A keeper of the honky tonk flame playing modern country music with traditional sensibilities.
Luke Bell, the neo-traditionalist honky-tonk and country music performer was found dead in Tucson, Arizona, some nine days after going missing whilst on tour. He was 32 years old. At the time of writing, the cause of his death has not been revealed, but it is known that he had long suffered from bipolar disorder and had recently changed his medication. Friends have suggested that this may have been a contributing factor.
Luke Bell was born in Lexington, Kentucky but raised in Cody, Wyoming. He dropped out of school at 21 and travelled for a while ending up in Nashville via some time spent in Austin. Bell told AUK in 2016 that he had been spending his time in Nashville “playing Santa’s on Sundays, working on music and hanging with good folks”. Bell’s performances at Santa’s soon caught the eye of the prestigious WME booking agents, which saw him go out on tour with Willie Nelson and Dwight Yoakam.
Bell recorded a self-titled album for Thirty Tigers in 2016. It featured re-recordings of the best of his 2014 Bandcamp album ‘Don’t Mind If I Do’ along with some new songs. It was released to great critical acclaim due to its earthy authenticity and Bell was lauded as a genuine keeper of the honky-tonk tradition.

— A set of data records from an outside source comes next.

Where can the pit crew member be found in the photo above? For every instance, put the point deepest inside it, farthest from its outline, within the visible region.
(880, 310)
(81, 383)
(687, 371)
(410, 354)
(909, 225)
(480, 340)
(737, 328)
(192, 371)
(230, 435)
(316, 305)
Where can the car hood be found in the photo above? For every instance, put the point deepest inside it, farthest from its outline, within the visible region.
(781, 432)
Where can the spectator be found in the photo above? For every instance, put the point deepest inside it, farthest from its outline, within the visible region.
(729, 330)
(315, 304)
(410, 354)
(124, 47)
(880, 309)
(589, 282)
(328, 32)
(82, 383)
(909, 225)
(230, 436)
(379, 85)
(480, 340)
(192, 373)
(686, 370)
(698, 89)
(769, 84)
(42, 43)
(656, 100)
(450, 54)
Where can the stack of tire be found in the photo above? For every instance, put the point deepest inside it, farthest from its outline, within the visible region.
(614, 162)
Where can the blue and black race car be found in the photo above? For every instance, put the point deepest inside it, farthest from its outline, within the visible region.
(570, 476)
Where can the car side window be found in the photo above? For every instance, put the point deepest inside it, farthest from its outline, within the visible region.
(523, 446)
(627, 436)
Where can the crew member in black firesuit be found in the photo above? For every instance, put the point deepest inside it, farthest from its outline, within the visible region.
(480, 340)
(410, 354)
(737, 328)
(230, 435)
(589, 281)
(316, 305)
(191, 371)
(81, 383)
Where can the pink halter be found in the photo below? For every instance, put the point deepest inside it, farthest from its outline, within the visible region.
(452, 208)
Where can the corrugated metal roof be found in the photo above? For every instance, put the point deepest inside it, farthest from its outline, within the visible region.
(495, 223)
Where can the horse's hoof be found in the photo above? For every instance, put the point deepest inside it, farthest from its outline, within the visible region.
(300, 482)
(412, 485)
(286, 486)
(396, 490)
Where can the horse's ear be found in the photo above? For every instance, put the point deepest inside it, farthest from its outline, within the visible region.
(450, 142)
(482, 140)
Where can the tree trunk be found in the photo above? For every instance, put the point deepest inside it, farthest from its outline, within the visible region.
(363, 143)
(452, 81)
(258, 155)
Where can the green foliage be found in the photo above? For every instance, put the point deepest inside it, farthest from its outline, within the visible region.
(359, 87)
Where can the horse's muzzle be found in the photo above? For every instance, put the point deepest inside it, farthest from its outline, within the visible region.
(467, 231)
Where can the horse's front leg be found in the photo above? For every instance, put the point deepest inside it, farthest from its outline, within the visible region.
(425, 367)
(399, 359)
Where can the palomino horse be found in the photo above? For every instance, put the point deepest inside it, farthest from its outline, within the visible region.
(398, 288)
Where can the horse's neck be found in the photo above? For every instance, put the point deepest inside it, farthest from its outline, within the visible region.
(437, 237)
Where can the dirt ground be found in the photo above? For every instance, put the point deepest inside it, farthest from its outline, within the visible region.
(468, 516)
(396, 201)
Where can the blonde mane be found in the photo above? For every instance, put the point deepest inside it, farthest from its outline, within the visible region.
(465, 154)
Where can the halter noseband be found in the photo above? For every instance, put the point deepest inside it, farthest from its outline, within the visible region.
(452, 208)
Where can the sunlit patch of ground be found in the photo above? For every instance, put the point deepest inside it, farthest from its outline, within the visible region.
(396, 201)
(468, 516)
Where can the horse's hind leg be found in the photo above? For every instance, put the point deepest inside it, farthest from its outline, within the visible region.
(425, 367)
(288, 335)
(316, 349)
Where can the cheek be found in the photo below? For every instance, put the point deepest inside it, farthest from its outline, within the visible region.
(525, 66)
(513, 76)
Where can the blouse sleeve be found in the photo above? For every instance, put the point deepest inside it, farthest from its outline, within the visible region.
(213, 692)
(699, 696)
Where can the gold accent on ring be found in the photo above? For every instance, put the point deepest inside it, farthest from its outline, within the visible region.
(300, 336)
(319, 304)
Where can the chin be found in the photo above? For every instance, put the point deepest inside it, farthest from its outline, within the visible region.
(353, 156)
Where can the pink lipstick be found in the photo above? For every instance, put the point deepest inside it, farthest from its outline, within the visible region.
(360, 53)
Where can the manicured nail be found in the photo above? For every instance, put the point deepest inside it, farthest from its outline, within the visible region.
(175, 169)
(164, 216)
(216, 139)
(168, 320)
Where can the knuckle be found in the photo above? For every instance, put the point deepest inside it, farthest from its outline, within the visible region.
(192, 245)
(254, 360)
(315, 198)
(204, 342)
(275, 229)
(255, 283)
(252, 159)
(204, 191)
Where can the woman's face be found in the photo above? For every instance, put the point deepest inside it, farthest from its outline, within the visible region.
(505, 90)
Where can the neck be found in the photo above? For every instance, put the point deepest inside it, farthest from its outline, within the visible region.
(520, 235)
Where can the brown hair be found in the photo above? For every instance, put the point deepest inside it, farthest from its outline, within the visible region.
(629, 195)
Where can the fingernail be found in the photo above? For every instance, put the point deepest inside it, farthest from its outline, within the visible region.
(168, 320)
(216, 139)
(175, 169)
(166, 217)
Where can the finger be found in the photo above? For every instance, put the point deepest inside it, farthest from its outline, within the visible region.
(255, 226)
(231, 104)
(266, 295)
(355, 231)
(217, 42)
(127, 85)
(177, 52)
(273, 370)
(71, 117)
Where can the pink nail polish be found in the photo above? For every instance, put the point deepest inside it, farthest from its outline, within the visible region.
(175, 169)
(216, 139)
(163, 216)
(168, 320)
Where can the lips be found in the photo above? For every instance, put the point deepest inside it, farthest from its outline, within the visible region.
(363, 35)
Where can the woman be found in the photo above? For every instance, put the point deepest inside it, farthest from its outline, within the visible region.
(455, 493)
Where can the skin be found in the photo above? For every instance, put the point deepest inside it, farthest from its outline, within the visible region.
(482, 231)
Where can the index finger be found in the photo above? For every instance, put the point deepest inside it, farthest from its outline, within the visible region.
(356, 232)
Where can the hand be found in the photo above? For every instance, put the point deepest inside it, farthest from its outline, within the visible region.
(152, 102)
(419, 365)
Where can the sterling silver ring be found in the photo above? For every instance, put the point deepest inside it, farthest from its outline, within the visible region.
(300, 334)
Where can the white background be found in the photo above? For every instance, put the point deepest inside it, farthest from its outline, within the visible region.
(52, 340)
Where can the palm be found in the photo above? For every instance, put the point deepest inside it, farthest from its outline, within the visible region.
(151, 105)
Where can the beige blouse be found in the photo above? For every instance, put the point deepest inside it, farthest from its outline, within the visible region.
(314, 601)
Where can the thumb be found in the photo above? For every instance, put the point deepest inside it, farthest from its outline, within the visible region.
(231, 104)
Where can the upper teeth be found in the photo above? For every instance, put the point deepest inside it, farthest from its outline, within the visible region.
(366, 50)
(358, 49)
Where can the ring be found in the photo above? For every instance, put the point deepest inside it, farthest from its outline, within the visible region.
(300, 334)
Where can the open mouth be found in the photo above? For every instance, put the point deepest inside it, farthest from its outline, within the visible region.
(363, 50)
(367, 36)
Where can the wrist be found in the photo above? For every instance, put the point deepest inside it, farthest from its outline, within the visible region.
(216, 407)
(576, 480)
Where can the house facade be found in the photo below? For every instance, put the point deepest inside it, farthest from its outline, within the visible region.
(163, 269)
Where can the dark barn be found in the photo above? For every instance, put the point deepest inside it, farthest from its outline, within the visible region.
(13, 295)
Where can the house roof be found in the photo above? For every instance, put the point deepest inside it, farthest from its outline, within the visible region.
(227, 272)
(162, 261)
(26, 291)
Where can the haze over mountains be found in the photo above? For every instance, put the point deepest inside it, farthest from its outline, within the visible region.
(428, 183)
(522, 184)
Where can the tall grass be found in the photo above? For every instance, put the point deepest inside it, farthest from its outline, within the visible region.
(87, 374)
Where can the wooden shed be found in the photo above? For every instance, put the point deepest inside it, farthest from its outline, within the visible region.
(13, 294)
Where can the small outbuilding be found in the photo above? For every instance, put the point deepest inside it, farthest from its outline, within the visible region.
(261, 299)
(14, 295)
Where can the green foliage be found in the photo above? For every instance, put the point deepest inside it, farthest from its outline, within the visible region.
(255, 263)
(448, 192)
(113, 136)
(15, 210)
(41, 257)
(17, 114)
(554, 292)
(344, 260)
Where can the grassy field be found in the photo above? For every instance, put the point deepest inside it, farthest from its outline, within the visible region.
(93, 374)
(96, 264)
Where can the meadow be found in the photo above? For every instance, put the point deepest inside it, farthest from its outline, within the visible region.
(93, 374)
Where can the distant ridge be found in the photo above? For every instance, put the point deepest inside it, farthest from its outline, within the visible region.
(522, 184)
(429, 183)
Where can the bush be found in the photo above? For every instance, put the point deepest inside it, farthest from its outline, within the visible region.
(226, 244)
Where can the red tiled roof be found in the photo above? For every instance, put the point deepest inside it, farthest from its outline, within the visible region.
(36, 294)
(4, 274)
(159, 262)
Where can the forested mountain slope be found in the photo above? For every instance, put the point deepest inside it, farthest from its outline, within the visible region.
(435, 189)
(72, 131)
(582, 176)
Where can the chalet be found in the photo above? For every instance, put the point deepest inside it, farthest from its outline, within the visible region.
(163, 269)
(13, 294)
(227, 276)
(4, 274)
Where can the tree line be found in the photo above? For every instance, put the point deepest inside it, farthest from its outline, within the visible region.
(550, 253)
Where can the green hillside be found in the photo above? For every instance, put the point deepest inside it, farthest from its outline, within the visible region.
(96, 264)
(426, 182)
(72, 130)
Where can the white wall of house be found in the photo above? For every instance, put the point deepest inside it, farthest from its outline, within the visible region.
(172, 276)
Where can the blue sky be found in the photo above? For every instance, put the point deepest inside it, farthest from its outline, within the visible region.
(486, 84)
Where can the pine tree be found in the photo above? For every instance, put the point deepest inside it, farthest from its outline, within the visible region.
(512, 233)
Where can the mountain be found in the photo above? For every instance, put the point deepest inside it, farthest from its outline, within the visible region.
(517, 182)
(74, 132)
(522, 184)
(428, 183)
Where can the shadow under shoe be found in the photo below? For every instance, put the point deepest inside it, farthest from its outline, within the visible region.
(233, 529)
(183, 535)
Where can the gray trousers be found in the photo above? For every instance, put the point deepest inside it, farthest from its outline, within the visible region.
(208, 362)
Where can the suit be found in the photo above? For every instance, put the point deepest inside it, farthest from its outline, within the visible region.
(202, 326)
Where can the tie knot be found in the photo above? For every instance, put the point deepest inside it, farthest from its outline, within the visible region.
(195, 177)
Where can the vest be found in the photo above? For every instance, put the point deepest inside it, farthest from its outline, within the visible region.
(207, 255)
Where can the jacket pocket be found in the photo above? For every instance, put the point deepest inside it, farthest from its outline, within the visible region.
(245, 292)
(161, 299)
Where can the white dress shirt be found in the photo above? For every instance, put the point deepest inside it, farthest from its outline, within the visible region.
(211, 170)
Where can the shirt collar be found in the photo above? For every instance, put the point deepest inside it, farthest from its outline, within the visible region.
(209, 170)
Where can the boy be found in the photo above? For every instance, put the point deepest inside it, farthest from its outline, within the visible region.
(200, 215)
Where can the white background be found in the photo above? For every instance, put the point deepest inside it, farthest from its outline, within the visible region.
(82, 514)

Things on the surface appeared to be going well for Bell but he was struggling with bipolar disorder. A full-scale tour to promote his album was cancelled and Bell went back to travelling the country, reportedly riding freight trains and sleeping out. Not much was heard of him for a while other than occasional reports of time spent in jail or in hospital. More recently, with treatment and medication, Bell had returned to playing and appeared to be more settled and stable.
Luke Bell’s death, at a tragically young age, has taken from us a man of great talent who leaves behind a small but lasting legacy. He was an original in his writing and performances. In his 2016 AUK interview, he described his music as “modern country music with traditional sensibilities” which seems very fitting as both a description and an epitaph.